DaehwanKimLab / centrifuge

Classifier for metagenomic sequences
GNU General Public License v3.0
237 stars 73 forks source link

centrifuge-downlaod fails for vertebrates #177

Open theo-allnutt-bioinformatics opened 4 years ago

theo-allnutt-bioinformatics commented 4 years ago

centrifuge-download -o library -P 24 -d "vertebrate_mammalian","vertebrate_other" refseq >> refseq_seqid2taxid.map Directory library/vertebrate_mammalian exists. Continuing Downloading ftp://ftp.ncbi.nlm.nih.gov/genomes/refseq/vertebrate_mammalian/assembly_summary.txt ... Domain vertebrate_mammalian has no genomes with specified filter.

Same result with 'genbank'

mourisl commented 4 years ago

Can you check whether the assembly_summary.txt file has been fully downloaded?

theo-allnutt-bioinformatics commented 4 years ago

Yes it has. It is not very long for mammals.

theo-allnutt-bioinformatics commented 4 years ago

I cannot get this command to work with and vertebrate genomes, but I can't see why - the summary files look the same. I've had a look at the code.. is there a way to just remove this 'filter'?

Thanks.

theo-allnutt-bioinformatics commented 4 years ago

Also if you use 'plant' it only returns three genomes. There seems to be a problem with the filter.

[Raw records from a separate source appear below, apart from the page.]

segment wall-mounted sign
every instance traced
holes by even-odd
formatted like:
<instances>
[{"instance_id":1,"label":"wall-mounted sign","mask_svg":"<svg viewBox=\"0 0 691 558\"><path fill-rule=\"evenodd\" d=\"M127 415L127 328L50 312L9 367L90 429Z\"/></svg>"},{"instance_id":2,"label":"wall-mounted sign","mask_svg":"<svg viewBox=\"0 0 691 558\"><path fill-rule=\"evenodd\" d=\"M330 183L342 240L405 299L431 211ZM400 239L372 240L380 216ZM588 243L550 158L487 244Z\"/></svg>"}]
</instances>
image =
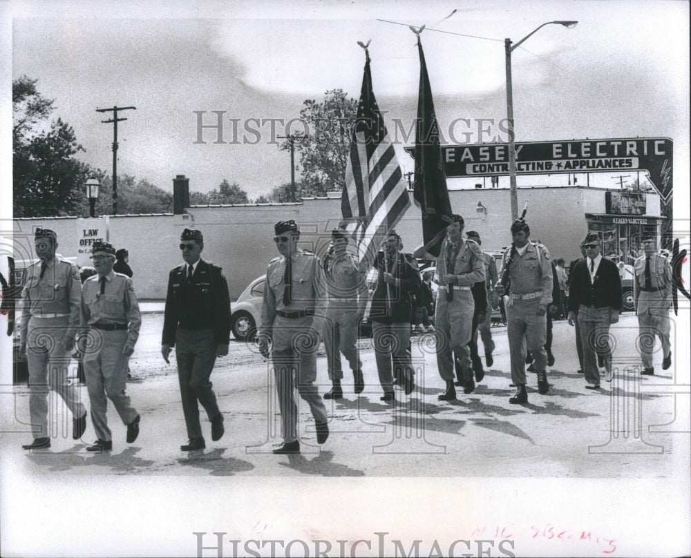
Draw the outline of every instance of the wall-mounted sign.
<instances>
[{"instance_id":1,"label":"wall-mounted sign","mask_svg":"<svg viewBox=\"0 0 691 558\"><path fill-rule=\"evenodd\" d=\"M672 195L672 141L629 137L516 143L516 173L565 174L645 171L665 202ZM415 147L406 151L415 156ZM442 146L449 178L509 174L508 144Z\"/></svg>"}]
</instances>

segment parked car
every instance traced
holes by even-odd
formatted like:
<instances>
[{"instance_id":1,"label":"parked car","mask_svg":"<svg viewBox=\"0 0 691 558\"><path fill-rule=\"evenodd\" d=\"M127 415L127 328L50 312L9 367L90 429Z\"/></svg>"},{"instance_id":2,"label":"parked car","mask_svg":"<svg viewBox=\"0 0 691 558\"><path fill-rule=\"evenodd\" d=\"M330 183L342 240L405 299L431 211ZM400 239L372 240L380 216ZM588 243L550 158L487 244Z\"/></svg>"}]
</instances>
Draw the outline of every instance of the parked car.
<instances>
[{"instance_id":1,"label":"parked car","mask_svg":"<svg viewBox=\"0 0 691 558\"><path fill-rule=\"evenodd\" d=\"M266 275L252 281L238 300L230 305L230 327L238 341L252 340L261 320Z\"/></svg>"}]
</instances>

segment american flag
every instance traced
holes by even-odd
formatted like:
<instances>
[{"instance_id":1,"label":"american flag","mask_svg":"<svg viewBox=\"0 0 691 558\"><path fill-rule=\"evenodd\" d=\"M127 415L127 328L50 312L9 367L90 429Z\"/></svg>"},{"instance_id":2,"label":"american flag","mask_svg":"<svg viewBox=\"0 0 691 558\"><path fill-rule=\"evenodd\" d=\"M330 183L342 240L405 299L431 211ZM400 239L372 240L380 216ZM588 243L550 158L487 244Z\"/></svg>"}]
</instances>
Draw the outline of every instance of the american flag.
<instances>
[{"instance_id":1,"label":"american flag","mask_svg":"<svg viewBox=\"0 0 691 558\"><path fill-rule=\"evenodd\" d=\"M341 198L346 230L357 246L361 269L374 264L386 235L410 204L403 173L372 90L367 55Z\"/></svg>"}]
</instances>

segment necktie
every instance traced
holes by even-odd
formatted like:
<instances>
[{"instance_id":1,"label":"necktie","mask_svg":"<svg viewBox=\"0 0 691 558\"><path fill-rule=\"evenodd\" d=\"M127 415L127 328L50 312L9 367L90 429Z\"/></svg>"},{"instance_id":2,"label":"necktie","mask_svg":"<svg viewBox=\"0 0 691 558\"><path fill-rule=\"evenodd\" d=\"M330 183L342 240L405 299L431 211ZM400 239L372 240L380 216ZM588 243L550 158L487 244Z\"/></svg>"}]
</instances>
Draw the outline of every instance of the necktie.
<instances>
[{"instance_id":1,"label":"necktie","mask_svg":"<svg viewBox=\"0 0 691 558\"><path fill-rule=\"evenodd\" d=\"M290 304L290 282L292 280L292 258L288 256L285 258L285 269L283 271L283 306Z\"/></svg>"}]
</instances>

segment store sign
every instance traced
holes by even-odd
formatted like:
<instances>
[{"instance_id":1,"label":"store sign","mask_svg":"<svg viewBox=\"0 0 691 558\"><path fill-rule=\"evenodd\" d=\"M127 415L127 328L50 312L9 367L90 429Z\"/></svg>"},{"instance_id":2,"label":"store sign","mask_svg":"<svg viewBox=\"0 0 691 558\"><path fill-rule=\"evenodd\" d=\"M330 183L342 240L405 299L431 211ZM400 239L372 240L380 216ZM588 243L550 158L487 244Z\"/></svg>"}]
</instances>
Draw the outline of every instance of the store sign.
<instances>
[{"instance_id":1,"label":"store sign","mask_svg":"<svg viewBox=\"0 0 691 558\"><path fill-rule=\"evenodd\" d=\"M605 193L605 213L645 215L645 194L640 192Z\"/></svg>"},{"instance_id":2,"label":"store sign","mask_svg":"<svg viewBox=\"0 0 691 558\"><path fill-rule=\"evenodd\" d=\"M662 199L672 195L672 141L668 137L516 143L516 173L645 171ZM415 147L406 151L415 157ZM508 144L442 146L449 178L509 174Z\"/></svg>"}]
</instances>

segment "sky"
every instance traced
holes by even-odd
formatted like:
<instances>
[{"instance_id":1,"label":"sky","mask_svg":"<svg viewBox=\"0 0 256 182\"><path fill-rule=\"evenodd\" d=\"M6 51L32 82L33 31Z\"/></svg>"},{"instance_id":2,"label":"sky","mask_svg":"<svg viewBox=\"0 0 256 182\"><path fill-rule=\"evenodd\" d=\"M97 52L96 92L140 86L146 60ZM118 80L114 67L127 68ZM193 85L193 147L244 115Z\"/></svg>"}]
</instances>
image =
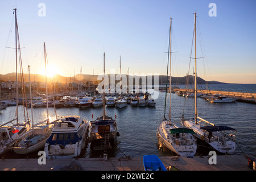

theo-allnutt-bioinformatics commented 4 years ago

Any solution to this??

sklasek commented 3 years ago

Hi, I believe I have the same problem when trying to download bacterial, archaeal, and viral genomes. Running centrifuge v.1.0.4-beta:

centrifuge-download -o library -P 12 -m -d 'archaea,bacterial,viral' refseq > seqid2taxid.map

Downloading ftp://ftp.ncbi.nlm.nih.gov/genomes/refseq/archaea/assembly_summary.txt ... Download failed! Have a look at valid domains at ftp://ftp.ncbi.nlm.nih.gov/genomes/refseq .

These are indeed the names of three valid domains, and I noted the manual specifies that they should be comma-separated. I noticed that library/archaea/assembly_summary.txt downloaded, but no such file for bacteria or viral. Any suggestions? Thanks, Scott

Christoph-Ammer commented 3 years ago

Hi,

I faced the same problem with the download of some rodents genomes. I could solve this problem turning -a to "Any" and searching in the genbank. Here my command centrifuge-download -o library -d "vertebrate_mammalian" -a "Any" -t 54292,447135,47230,29092,39030 genbank >> seqid2taxid.map Hope that helps.

Best Christoph

GastonViarengo commented 3 years ago

Hello,

I'm dealing with a similar problem than Scott. I'm running centrifuge version 1.0.4 in Ubuntu 20.04.2 LTS. I have already downloaded archaea, viral and bacteria RefSeq genomes (these later ones with several interrumptions, errors and restarts -luckily previously downloaded bacteria genomes were recognized and restarted from there-) and succesfully created "seqid2taxid.map" file (but with repetitions due to the restarts mentioned).

Now I want a separate "seqid2taxid_bact.map" but when running centrifuge-download -o library_2021 -m -d "bacteria" refseq > seqid2taxid_bact.map I get the following error:

Directory library_2021/bacteria exists. Continuing Downloading ftp://ftp.ncbi.nlm.nih.gov/genomes/refseq/bacteria/assembly_summary.txt ... Download failed! Have a look at valid domains at ftp://ftp.ncbi.nlm.nih.gov/genomes/refseq . and "assembly_summary.txt" file is incomplete. I have this file complete but everytime centrifuge-download starts overwrites it.

Is there a way to override this step so providing "assembly_summary.txt" and all downloaded genomes makes centrifuge-download go directly to creating the "seqid2taxid_bact.map" file?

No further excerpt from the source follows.